Pride Week culminated with a conference on Sunday. “We wanted to create an opportunity for LGBQT+ affinities across schools to connect with each other, something that has never happened before,” said Shen. Over 50 students from five independent schools attended the conference, which was held in the Peter Marshall French Student Center. A highlight of the conference was the keynote speaker, Jackson Frotune O’Brien, a transgender male student attending Merrimack College, who shared his struggles and experiences. Of the conference, Zhou said, “It was a meaningful experience for me, seeing students from different schools share their experiences.”

“The conference was really important because I feel like whenever we see an awareness event, we often see adult figures, or senior leadership, or administrative figures up on stage talking about awareness, but we rarely see student leaders connecting with each other and talking about what they did because, in reality, they did so much stuff in their schools to make change happen. And I feel like the conference was definitely a great cause for our school to see how [affinity groups] were operating in other schools,” said Shen.

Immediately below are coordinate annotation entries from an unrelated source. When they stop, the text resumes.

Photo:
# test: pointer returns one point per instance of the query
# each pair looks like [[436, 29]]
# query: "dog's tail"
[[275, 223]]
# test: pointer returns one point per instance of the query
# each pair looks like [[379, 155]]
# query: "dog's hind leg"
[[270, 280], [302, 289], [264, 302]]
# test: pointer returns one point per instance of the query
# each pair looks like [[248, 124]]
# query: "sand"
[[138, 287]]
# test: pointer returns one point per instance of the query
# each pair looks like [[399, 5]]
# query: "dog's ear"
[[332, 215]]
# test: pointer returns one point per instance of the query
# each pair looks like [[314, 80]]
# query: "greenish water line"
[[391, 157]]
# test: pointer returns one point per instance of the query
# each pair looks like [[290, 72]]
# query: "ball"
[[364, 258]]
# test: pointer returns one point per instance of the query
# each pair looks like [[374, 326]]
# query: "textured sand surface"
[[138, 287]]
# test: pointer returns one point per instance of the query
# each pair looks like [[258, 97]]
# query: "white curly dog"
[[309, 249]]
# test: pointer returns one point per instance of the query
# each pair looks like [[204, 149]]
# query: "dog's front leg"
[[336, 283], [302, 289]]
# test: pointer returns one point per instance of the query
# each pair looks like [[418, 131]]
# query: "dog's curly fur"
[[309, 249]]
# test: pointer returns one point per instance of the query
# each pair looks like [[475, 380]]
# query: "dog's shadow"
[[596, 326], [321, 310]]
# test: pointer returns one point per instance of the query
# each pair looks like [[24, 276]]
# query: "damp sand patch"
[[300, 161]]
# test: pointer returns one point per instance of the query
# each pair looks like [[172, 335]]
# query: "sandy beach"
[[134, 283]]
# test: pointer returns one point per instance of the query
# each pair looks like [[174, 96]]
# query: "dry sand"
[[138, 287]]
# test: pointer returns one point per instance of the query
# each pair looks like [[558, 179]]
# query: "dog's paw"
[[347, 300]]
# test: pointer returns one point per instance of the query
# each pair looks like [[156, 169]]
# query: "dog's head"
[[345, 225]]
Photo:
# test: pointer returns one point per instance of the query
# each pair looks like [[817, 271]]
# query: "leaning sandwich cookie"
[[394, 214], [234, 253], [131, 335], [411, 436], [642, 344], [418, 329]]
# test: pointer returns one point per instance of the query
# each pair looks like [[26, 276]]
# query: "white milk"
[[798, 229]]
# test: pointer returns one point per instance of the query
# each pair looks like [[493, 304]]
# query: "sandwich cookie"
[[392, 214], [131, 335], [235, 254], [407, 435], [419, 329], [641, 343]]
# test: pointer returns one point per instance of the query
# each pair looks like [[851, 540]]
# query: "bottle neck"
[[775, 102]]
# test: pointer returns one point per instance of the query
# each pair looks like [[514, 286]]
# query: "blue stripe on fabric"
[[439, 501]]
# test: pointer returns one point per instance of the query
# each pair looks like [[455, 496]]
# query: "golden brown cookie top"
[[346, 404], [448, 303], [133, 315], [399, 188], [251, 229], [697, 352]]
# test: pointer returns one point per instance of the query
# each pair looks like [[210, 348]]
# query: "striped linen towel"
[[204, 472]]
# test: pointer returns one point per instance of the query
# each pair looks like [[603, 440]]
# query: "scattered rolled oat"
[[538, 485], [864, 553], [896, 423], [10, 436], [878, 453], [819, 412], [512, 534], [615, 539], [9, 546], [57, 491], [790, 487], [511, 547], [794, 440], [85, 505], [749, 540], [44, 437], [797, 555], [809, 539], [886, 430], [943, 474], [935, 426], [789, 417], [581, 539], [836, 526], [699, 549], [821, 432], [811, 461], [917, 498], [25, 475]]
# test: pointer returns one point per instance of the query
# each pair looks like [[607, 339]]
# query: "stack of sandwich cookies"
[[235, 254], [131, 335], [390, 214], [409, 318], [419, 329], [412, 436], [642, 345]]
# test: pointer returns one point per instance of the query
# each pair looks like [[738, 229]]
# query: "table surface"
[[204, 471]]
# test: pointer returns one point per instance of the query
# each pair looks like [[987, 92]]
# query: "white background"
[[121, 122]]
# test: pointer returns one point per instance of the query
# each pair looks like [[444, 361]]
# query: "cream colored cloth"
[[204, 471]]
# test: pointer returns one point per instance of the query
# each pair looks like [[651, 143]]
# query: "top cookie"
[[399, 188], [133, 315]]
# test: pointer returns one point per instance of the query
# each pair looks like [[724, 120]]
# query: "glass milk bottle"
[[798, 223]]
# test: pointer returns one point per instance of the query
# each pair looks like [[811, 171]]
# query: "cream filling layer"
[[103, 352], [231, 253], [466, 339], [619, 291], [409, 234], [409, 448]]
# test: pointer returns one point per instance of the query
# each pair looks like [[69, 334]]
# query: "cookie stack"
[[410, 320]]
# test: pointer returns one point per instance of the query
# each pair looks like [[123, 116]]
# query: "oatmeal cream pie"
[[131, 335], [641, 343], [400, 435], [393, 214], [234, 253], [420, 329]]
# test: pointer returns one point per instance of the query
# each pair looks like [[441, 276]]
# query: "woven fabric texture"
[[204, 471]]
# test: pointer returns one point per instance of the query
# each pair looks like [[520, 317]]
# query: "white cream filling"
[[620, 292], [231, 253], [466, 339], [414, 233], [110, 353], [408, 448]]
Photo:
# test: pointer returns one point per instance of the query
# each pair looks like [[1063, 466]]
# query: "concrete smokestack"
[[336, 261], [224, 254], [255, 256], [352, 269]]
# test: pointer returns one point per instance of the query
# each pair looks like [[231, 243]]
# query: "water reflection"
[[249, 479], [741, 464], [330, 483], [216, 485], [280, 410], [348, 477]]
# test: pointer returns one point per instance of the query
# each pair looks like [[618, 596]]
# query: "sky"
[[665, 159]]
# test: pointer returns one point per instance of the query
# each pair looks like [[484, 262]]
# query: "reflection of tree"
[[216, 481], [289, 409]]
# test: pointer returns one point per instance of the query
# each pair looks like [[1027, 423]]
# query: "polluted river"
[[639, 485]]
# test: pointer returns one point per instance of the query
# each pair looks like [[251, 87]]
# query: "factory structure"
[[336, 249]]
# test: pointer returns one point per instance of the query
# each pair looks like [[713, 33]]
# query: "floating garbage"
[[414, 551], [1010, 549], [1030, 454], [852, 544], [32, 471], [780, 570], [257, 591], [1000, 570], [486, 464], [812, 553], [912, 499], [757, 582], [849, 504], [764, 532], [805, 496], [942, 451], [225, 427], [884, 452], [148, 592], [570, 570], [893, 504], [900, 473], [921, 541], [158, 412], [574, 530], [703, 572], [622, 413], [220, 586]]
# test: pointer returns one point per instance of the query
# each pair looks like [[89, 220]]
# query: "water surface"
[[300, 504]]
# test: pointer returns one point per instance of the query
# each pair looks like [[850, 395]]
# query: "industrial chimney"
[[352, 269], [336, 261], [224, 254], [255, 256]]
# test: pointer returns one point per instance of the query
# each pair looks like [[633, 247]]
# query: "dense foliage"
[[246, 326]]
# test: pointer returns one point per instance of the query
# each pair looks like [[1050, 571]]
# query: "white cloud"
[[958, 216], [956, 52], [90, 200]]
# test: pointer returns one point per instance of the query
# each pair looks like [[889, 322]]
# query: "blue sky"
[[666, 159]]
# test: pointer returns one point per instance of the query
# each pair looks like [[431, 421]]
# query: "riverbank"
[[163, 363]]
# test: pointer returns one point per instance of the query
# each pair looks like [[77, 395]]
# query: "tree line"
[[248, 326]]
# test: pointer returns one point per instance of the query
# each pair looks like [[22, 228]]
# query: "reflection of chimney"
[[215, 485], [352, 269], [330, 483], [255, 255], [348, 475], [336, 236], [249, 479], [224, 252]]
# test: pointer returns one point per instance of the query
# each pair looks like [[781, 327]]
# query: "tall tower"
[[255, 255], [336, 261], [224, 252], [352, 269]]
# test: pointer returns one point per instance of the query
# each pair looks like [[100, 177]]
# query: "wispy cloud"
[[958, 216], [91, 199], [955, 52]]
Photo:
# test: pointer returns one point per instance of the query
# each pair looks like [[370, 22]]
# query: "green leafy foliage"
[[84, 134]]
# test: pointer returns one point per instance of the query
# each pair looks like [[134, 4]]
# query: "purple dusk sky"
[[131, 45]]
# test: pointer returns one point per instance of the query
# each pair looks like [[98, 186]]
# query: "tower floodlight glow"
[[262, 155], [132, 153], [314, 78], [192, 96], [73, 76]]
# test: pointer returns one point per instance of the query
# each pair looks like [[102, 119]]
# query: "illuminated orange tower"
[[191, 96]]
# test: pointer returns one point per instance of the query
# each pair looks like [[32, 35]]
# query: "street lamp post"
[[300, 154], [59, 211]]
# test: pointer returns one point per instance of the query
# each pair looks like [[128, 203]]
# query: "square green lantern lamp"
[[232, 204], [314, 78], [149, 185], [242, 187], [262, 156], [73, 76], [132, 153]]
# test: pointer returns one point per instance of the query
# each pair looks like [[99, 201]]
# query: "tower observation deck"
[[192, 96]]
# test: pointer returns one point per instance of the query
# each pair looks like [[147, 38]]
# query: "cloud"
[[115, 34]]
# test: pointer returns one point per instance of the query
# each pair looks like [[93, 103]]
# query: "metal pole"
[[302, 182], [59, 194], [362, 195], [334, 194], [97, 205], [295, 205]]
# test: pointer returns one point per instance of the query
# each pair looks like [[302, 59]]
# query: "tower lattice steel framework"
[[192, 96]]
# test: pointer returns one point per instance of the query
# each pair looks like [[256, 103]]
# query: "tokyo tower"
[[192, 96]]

As part of the Pride Week celebration, Shen and Zhou advocated to have one of Govs traditionally cardinal red crosswalks repainted as a rainbow crosswalk. With the help of the Facilities team, including Director Tom Woodruff P’24 and Tradesperson Randy Lyons, and Fall Theater Tech and Drama students, the crosswalk between the Phillips Building and the Pescosolido Library is now rainbow-colored.

group of students pose with two facilities employees with fall foliage and rainbow crosswalk

In reflecting on Pride Week, Zhou shared, “Pride Week sets the tone for DEI work throughout the whole school year and strengthens our support for the queer folks on campus.”

Of Shen and Zhou, Carson said, “They are outstanding leaders. Organized. Passionate. And two students who have furthered a sense of allowing our students to feel as though they can be themselves here on campus.”